The conformations from the 1 μs MD production run were compared to the cryo-EM structure to check the quality of MD simulations. The average structure was obtained over a 1 μs trajectory, and the snapshot with the smallest RMSD value from the average structure was adopted as the representative structure. We found that the representative structure has only slight differences with the cryo-EM structure (Fig. S2†). First, Ramachandran plot analysis from PROCHECK53 revealed that the MD structure has a wider conformational distribution space and most of the backbone in the allowed regions of Ramachandran plot, compared with the cryo-EM structure (Fig. 1B and C). The number of residues in disallowed regions was reduced from 0.6% to 0.2%, and the number in generously allowed regions was reduced from 0.6% to 0.3% (Table 1). The number of residues in the most favored regions was similar (88.1% for MD structure and 88.3% for cryo-EM structure). These results confirmed the good quality of the cryo-EM structure and indicated that MD simulations only slightly improved the stereochemistry of the cryo-EM structure.
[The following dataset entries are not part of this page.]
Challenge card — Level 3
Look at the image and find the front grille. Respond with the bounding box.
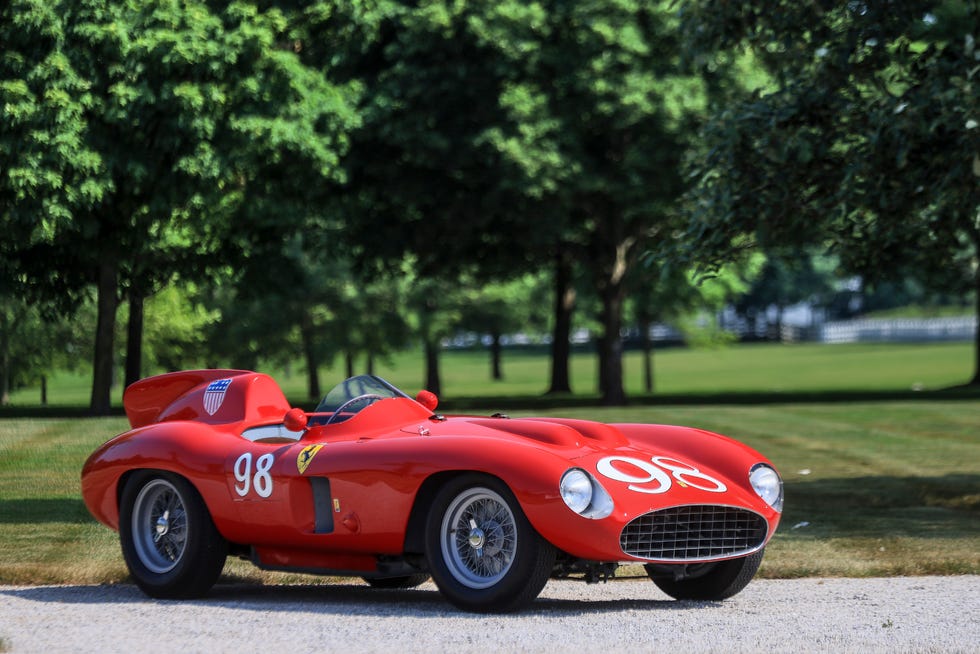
[619,506,769,561]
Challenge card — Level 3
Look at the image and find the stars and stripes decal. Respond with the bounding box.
[204,379,231,416]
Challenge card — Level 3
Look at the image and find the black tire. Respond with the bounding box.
[119,471,228,599]
[645,550,765,601]
[425,474,556,613]
[362,574,429,589]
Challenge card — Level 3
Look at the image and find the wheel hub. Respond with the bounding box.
[466,519,487,550]
[153,510,170,542]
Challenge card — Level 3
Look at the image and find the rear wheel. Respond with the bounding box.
[645,550,765,601]
[119,472,228,599]
[426,474,556,613]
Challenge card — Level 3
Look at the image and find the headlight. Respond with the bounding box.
[749,463,783,513]
[560,468,592,513]
[558,468,613,520]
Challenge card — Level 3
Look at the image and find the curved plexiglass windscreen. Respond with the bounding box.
[316,375,411,413]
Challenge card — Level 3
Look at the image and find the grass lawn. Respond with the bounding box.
[0,343,973,416]
[0,344,980,584]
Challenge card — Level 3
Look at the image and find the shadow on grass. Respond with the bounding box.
[0,498,95,525]
[779,473,980,538]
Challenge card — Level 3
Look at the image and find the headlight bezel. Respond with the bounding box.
[558,468,613,520]
[749,463,784,513]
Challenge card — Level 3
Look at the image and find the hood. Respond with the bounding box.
[466,418,629,447]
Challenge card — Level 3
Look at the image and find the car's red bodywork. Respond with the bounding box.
[82,370,780,608]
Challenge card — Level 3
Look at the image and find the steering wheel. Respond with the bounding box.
[323,393,385,425]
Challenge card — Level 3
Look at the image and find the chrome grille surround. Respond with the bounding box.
[619,504,769,563]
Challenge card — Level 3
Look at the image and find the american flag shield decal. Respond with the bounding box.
[204,379,231,416]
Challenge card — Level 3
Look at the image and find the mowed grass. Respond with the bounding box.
[0,344,980,584]
[0,343,974,415]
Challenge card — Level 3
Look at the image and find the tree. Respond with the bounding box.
[0,0,350,413]
[681,0,980,384]
[486,1,706,404]
[458,275,547,381]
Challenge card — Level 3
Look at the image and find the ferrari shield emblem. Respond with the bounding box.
[204,379,231,416]
[296,445,323,474]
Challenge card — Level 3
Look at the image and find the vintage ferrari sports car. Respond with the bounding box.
[82,370,783,612]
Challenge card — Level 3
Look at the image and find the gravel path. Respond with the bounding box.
[0,576,980,654]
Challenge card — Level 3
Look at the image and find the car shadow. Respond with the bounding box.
[0,582,721,620]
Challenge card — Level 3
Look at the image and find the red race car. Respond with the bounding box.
[82,370,783,612]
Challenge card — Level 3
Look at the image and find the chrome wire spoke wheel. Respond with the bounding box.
[441,487,517,589]
[131,479,188,574]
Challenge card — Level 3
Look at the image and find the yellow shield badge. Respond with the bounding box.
[296,445,323,474]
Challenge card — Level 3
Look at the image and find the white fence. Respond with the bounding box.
[817,316,977,343]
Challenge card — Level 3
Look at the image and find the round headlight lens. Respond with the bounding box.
[559,468,592,514]
[749,463,783,512]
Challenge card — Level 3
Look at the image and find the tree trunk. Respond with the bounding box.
[425,334,442,395]
[599,284,626,406]
[299,311,323,400]
[125,287,144,387]
[548,247,575,394]
[490,332,504,381]
[970,255,980,386]
[89,256,119,416]
[0,311,13,406]
[640,320,653,393]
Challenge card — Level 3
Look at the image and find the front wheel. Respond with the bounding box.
[119,472,228,599]
[645,550,765,601]
[426,474,556,613]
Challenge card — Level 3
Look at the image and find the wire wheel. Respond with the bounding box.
[131,479,187,574]
[119,470,228,599]
[440,487,517,589]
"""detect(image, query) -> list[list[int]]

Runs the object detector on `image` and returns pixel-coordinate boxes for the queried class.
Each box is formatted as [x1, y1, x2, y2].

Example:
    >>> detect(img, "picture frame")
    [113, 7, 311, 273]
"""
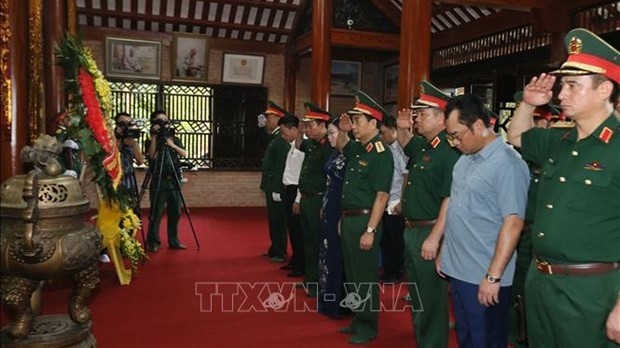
[383, 63, 399, 103]
[170, 33, 209, 81]
[222, 53, 265, 85]
[330, 60, 362, 96]
[105, 37, 161, 79]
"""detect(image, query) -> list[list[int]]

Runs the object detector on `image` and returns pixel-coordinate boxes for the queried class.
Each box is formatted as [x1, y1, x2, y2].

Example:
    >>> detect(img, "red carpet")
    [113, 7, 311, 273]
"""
[1, 208, 456, 348]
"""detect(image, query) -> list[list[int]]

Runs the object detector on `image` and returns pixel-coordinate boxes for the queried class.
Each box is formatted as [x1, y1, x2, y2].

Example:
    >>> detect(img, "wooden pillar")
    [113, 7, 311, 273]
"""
[43, 0, 71, 133]
[398, 0, 431, 109]
[284, 46, 299, 114]
[0, 0, 29, 181]
[311, 0, 332, 110]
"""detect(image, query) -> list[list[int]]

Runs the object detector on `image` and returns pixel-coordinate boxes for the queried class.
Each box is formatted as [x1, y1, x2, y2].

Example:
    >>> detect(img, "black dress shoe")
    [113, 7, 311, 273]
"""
[286, 271, 306, 278]
[349, 335, 376, 344]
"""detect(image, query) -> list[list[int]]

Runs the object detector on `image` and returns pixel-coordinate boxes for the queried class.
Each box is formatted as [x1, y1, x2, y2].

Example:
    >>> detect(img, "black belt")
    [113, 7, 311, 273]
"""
[534, 259, 620, 276]
[342, 209, 371, 216]
[405, 219, 437, 228]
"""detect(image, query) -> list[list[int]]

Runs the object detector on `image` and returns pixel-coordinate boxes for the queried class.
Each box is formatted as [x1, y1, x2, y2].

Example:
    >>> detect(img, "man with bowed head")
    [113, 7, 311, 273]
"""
[437, 94, 529, 348]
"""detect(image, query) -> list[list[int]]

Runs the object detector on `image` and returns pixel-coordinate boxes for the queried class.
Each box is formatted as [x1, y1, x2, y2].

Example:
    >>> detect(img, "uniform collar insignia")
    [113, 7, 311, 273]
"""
[598, 127, 614, 144]
[583, 162, 607, 172]
[375, 141, 385, 153]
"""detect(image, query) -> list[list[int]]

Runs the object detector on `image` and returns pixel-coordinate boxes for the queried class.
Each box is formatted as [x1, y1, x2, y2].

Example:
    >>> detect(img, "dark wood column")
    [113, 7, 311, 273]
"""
[43, 0, 71, 133]
[310, 0, 332, 110]
[0, 0, 29, 181]
[284, 46, 299, 114]
[398, 0, 431, 109]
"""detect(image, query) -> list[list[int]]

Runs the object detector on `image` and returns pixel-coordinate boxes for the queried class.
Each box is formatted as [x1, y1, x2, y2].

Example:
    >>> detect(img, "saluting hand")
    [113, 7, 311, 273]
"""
[396, 109, 413, 129]
[420, 237, 439, 261]
[338, 113, 353, 132]
[523, 73, 555, 106]
[605, 299, 620, 343]
[478, 279, 499, 307]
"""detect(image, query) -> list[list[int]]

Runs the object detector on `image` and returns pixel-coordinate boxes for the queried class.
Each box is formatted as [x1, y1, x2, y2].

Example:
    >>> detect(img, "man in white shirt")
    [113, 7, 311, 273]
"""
[278, 115, 306, 277]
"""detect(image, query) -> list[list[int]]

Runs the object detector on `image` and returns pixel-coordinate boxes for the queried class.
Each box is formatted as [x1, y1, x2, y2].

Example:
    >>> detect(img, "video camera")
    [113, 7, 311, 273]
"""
[150, 119, 175, 139]
[114, 122, 142, 139]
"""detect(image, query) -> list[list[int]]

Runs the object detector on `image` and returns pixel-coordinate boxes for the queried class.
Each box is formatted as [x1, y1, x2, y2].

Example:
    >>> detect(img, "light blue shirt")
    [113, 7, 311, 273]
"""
[441, 137, 529, 286]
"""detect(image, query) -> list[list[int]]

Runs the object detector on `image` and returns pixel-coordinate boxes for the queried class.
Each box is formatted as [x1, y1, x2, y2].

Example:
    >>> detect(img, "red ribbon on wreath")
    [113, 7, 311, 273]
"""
[78, 68, 122, 189]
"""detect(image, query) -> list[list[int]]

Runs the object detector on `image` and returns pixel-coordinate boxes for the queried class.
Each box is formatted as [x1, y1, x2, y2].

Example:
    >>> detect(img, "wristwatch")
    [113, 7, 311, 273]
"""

Then, we examined the quality of nonbonded interactions using ERRAT program.54 The structures were evaluated based on the quality factor, which depends on the statistics of nonbonded atomic interactions in the 3-D protein structure. The results showed that the overall quality factor of the MD structure (90.2%) was greater than that of the cryo-EM structure (79.8%) (Table 1), indicating that MD simulations did improve the quality of nonbonded interactions from the PSII-LHCII cryo-EM structure. Since the antenna–core binding mainly depends on nonbonded interactions between the protein interfaces, the improvement in the accuracy of nonbonded interactions here is very important for the subsequent accurate calculation of protein interface affinities.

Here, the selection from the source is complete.